Depuis, d'autres (hauts) fonctionnaires de la santé se sont vu commander des rapports sur les ARS, leur devenir, leur place, et éventuellement leur changement. Il y a de quoi questionner en effet : notre système de santé est en terme de budget le premier du monde par habitant. Mais la France compte quatre fois moins de lits de réanimation que l'Allemagne ? Et sa gestion de la pandémie n'a guère été à la hauteur. Alors, ces ARS ?

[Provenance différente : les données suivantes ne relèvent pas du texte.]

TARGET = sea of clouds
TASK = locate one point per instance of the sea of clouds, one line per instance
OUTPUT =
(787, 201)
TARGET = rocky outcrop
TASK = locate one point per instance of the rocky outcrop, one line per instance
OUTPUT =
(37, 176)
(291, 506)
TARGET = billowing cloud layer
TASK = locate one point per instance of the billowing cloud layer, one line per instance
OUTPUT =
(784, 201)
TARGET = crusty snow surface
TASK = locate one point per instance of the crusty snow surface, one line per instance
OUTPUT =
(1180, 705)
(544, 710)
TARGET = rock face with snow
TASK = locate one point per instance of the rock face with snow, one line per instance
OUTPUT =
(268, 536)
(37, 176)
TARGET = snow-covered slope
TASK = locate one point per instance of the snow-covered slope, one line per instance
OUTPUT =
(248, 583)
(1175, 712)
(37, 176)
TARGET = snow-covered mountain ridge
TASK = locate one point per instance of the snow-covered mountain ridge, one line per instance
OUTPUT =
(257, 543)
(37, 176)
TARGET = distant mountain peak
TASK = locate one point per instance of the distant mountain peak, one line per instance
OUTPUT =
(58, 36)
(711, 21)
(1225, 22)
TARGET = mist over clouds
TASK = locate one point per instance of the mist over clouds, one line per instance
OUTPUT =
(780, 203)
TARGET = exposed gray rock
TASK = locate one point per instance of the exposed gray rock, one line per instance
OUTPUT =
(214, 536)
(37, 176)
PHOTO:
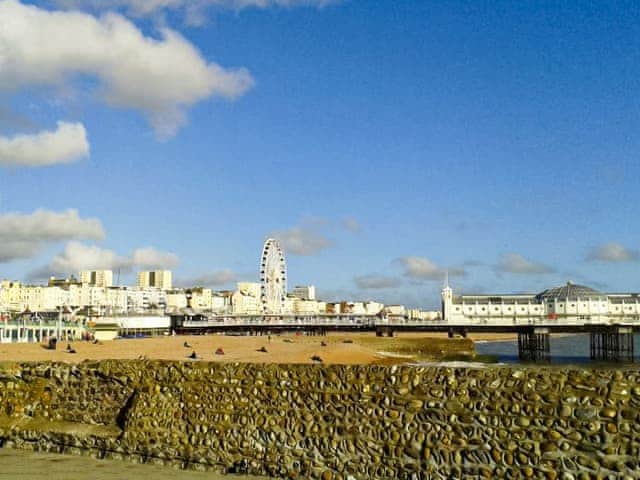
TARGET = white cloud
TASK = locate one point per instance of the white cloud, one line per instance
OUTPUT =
(23, 235)
(301, 241)
(193, 8)
(420, 268)
(46, 225)
(374, 281)
(66, 144)
(149, 257)
(159, 77)
(516, 263)
(351, 225)
(221, 277)
(14, 250)
(78, 256)
(613, 252)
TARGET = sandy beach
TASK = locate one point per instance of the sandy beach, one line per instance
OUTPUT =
(337, 349)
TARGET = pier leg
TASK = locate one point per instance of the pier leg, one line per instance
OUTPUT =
(534, 345)
(613, 344)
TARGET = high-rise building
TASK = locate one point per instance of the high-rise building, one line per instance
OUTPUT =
(306, 292)
(157, 278)
(97, 278)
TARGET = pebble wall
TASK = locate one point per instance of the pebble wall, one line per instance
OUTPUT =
(329, 422)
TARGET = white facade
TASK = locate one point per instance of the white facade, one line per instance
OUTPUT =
(568, 304)
(156, 278)
(306, 292)
(97, 278)
(246, 299)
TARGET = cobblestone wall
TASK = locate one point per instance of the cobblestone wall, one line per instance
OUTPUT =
(332, 421)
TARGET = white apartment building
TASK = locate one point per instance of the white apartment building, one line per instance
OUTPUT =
(305, 306)
(97, 278)
(569, 303)
(307, 292)
(246, 299)
(176, 300)
(156, 278)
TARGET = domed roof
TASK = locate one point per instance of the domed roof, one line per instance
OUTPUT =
(569, 291)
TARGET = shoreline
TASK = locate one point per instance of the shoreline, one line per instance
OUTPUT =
(334, 348)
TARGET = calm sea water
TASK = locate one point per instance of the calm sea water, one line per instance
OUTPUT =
(25, 465)
(564, 349)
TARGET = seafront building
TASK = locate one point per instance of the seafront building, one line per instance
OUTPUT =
(97, 278)
(157, 278)
(305, 292)
(570, 303)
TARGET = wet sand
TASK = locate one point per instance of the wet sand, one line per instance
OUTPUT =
(287, 348)
(20, 464)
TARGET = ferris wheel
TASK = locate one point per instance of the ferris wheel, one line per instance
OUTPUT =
(273, 277)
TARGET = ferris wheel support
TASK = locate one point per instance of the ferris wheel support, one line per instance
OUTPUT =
(273, 277)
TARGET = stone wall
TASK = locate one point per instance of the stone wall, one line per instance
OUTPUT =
(332, 421)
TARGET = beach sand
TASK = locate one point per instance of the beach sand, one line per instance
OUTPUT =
(287, 348)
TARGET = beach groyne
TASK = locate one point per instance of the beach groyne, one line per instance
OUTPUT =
(329, 422)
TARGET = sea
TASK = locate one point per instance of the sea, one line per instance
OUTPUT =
(565, 349)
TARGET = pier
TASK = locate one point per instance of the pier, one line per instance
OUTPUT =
(608, 342)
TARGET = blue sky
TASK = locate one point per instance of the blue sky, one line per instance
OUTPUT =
(382, 142)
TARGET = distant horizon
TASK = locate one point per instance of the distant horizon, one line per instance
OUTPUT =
(382, 143)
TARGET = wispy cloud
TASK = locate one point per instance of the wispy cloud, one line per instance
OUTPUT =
(211, 279)
(68, 143)
(613, 252)
(351, 225)
(421, 268)
(302, 240)
(516, 263)
(376, 282)
(23, 235)
(78, 256)
(41, 47)
(195, 11)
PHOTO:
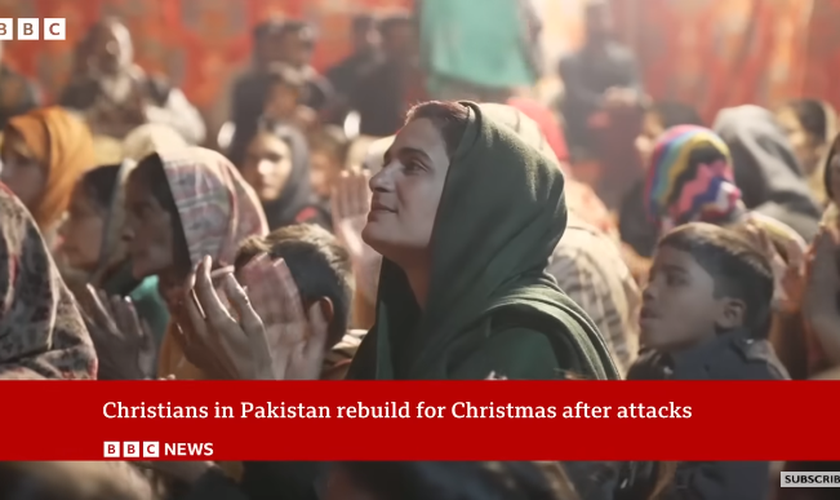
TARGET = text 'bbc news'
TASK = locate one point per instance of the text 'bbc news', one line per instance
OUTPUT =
(394, 410)
(154, 449)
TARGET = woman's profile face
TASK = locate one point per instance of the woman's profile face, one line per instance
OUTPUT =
(804, 144)
(22, 172)
(82, 231)
(340, 486)
(407, 191)
(267, 165)
(148, 230)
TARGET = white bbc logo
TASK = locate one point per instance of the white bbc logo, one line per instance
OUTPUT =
(131, 449)
(810, 479)
(31, 28)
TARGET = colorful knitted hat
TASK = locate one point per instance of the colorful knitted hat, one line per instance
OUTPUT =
(690, 178)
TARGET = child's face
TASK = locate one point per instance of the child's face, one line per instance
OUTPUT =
(678, 305)
(324, 169)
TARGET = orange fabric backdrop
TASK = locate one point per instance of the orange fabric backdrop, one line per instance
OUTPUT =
(719, 53)
(713, 53)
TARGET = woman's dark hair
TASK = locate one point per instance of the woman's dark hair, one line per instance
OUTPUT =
(151, 171)
(462, 480)
(100, 184)
(812, 116)
(449, 117)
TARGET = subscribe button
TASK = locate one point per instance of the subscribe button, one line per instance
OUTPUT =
(156, 449)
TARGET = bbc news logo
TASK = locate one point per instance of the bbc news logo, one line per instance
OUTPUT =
(151, 449)
(792, 479)
(33, 28)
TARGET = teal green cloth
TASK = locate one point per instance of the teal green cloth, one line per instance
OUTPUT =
(491, 306)
(481, 42)
(144, 295)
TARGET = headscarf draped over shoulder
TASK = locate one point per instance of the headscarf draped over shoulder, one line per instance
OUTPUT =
(500, 217)
(42, 333)
(62, 142)
(766, 170)
(217, 208)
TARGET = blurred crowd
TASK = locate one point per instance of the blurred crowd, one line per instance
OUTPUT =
(416, 212)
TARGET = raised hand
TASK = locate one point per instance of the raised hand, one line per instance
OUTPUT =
(788, 271)
(124, 344)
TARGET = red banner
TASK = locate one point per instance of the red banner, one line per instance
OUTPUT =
(483, 420)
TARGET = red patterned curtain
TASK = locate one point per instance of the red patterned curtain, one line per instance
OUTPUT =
(719, 53)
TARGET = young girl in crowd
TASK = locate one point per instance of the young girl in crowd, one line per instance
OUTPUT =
(276, 165)
(706, 316)
(42, 333)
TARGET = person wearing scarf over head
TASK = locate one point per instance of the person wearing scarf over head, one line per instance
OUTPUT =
(93, 250)
(44, 153)
(466, 215)
(276, 165)
(184, 204)
(766, 170)
(810, 126)
(42, 333)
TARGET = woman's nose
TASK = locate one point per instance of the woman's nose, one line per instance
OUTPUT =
(381, 181)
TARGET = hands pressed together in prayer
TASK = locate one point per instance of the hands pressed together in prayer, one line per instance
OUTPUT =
(259, 331)
(822, 287)
(788, 269)
(350, 206)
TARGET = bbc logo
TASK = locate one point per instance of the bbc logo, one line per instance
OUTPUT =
(29, 28)
(131, 449)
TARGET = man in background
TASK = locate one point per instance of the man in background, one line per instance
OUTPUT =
(345, 74)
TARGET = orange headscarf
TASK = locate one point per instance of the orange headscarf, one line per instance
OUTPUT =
(63, 143)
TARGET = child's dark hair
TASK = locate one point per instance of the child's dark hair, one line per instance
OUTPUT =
(738, 268)
(319, 266)
(461, 480)
(150, 170)
(449, 117)
(331, 140)
(100, 184)
(832, 152)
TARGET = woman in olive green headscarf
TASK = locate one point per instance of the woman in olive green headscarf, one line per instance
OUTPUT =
(466, 215)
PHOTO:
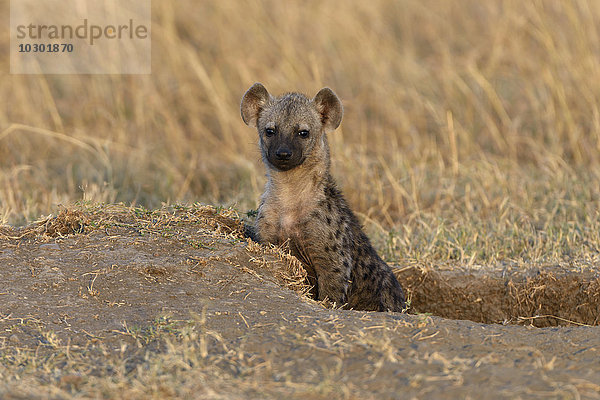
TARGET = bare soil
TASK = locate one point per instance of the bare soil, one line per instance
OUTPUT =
(120, 278)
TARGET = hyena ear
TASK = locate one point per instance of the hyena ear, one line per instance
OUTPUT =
(330, 108)
(253, 102)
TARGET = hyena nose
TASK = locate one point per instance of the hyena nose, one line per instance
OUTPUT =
(283, 153)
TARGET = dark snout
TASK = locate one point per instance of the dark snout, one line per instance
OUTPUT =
(283, 153)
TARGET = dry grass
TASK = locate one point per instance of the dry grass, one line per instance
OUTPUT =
(471, 129)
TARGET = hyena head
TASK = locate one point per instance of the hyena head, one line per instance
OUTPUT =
(291, 127)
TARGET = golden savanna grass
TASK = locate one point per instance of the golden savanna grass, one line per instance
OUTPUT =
(471, 130)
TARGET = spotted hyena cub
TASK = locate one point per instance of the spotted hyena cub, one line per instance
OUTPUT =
(302, 205)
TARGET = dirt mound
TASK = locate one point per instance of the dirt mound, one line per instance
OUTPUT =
(547, 296)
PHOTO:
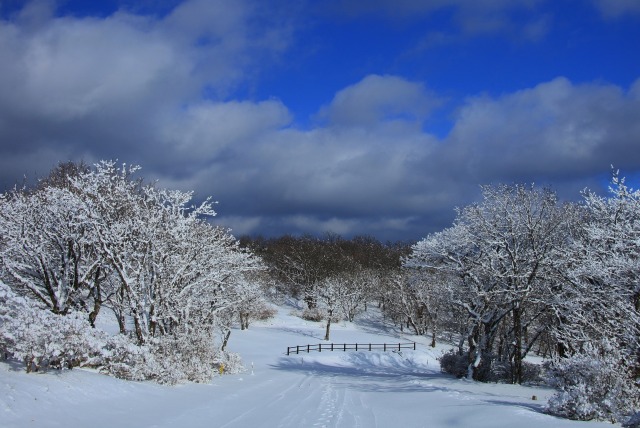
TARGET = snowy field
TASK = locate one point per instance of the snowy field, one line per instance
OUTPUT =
(328, 389)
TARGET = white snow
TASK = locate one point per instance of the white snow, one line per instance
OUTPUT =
(328, 389)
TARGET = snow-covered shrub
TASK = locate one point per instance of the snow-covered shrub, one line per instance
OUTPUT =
(184, 357)
(633, 421)
(124, 359)
(593, 384)
(454, 364)
(42, 339)
(314, 314)
(230, 362)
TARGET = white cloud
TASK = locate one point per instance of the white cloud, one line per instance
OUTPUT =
(553, 129)
(617, 8)
(378, 99)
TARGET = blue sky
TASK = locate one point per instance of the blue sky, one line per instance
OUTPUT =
(355, 117)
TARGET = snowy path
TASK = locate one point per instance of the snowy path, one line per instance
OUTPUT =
(328, 389)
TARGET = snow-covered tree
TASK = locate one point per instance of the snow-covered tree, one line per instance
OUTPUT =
(501, 252)
(47, 250)
(104, 238)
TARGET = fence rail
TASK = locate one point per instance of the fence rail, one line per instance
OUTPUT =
(350, 347)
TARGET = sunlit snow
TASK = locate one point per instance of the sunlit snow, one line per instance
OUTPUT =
(328, 389)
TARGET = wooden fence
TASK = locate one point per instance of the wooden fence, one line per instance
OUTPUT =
(351, 347)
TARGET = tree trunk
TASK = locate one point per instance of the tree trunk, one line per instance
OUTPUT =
(326, 336)
(225, 340)
(517, 352)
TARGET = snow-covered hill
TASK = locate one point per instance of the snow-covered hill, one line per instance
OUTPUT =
(328, 389)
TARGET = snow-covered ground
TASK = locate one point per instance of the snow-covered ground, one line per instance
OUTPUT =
(328, 389)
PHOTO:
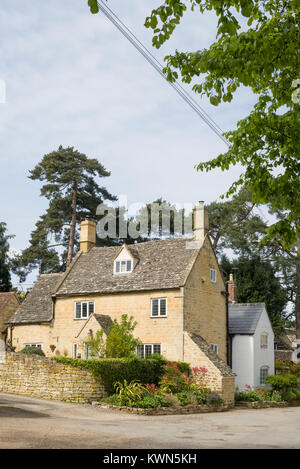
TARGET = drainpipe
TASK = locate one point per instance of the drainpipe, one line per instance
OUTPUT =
(228, 354)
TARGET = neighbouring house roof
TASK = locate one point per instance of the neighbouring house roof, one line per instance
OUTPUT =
(214, 358)
(243, 317)
(285, 340)
(5, 297)
(161, 264)
(37, 306)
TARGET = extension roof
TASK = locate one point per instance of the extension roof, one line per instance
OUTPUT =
(244, 317)
(37, 306)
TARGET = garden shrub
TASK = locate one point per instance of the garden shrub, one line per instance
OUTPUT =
(110, 370)
(33, 351)
(282, 382)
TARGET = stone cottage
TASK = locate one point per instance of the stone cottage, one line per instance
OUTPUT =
(173, 288)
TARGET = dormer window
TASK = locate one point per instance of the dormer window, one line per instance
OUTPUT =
(123, 267)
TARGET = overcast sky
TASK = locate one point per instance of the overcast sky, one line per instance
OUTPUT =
(72, 79)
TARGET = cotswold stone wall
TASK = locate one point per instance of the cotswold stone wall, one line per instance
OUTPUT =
(41, 377)
(219, 378)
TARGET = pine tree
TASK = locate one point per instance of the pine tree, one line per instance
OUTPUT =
(70, 185)
(5, 278)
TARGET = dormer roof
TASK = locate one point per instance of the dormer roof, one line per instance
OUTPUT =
(161, 264)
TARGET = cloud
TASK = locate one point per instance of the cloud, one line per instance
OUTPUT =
(72, 79)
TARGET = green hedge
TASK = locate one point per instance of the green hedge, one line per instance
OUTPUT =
(110, 370)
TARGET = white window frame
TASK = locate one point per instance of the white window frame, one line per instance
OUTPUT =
(213, 275)
(120, 263)
(263, 372)
(147, 347)
(215, 348)
(159, 315)
(264, 340)
(89, 310)
(39, 345)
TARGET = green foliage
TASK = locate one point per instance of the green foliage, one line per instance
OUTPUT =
(33, 351)
(93, 4)
(109, 371)
(258, 282)
(257, 395)
(5, 278)
(282, 382)
(266, 142)
(129, 393)
(96, 344)
(70, 184)
(173, 380)
(120, 341)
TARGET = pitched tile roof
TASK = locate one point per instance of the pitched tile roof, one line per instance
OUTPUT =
(5, 297)
(243, 317)
(161, 264)
(37, 306)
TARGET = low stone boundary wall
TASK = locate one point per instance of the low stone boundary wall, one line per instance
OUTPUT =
(189, 409)
(266, 404)
(42, 377)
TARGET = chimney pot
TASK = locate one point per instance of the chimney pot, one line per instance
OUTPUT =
(232, 289)
(87, 235)
(200, 221)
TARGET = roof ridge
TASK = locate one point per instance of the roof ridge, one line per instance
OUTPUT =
(247, 304)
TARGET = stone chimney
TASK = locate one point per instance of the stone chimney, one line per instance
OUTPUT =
(232, 290)
(200, 221)
(87, 235)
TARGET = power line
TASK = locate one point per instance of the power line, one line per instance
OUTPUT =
(159, 68)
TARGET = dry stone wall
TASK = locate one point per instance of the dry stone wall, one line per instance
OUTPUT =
(41, 377)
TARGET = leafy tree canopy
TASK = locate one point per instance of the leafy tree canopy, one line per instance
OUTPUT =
(5, 279)
(70, 184)
(264, 56)
(257, 283)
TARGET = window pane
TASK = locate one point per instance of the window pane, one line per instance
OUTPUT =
(154, 308)
(163, 307)
(78, 310)
(140, 351)
(84, 310)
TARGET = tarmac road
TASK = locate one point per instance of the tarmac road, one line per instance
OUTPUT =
(42, 424)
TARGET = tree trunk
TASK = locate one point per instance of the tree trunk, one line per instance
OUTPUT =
(73, 225)
(297, 304)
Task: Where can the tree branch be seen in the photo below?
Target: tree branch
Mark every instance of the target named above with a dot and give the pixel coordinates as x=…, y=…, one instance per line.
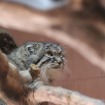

XIII Les ARS… « assurer un pilotage unifié de la santé en région, mieux répondre aux besoins de la population et accroître l’efficacité du système » : Bref, on vient d’avoir l’exemple de la réussite de leur travail ! Pendant le confinement, j’ai eu l’idée d’aller y chercher des chiffres précis locaux. Rien ! Professionnellement, pendant 25 ans, j’ai été obligé de passer par ce « filtre » administratif. Perte de temps, erreurs et montagne de formulaires. Aux questions, je n’ai jamais obtenu de réponse rapide et claire de ce « machin ». Je n’avais même pas eu l’idée d’y recenser le nombre d’inutiles. Et ils sont tout autant décriés par les diverses professions de santé. 808 fonctionnaires à 2000 € brut (moyenne au pif) sécurisés à vie + avantages, ça en fait (encore) une erreur administrative confortable.
Il me vient donc une question, combien d’agences, sur d’autres sujets, existe-il en France administrative…?
Poussons même le calcul (arrondi): 800x2000x18 (agences) = 28,8M€ mensuel x 12 = 345 M€ (hors « primes », frais de fonctionnement : loyers, parc auto, téléphone, frais de « mission »…).
Désolé, Remond, calcul optimiste.
Un fonctionnaire ARS coûte au bas mot 100.000€ par an avec ses charges, son bureau son téléphone, son ordi et web à lamaison, ses frais, ses tickets-restaurant, la crèche gratos, et j’en passe…
Sans parler de l’inefficacité incontournable d’une telle usine à gaz…
Donc 800*18= 14.400 fonctionnaires à 100k€, on dépasse largement le milliard !
Et ça ne change pas le problème.
Merci pour cette information incroyable : 100 bureaucrates par département pour gérer la santé !
Relisez Ivan Illitch (Mémésis médicale), il avait raison, mais il n’aurait même pas cru à cet emballement !
Comte-Sponville lui a donné raison hier soir (grande librairie) : la vie, avant la santé !
Oui, belle émission, avec un moment en compagnie de Marcel Conche (bientôt sur « C’est pour dire »). La santé est le moyen, certes nécessaire pour atteindre le but, qui est la vie.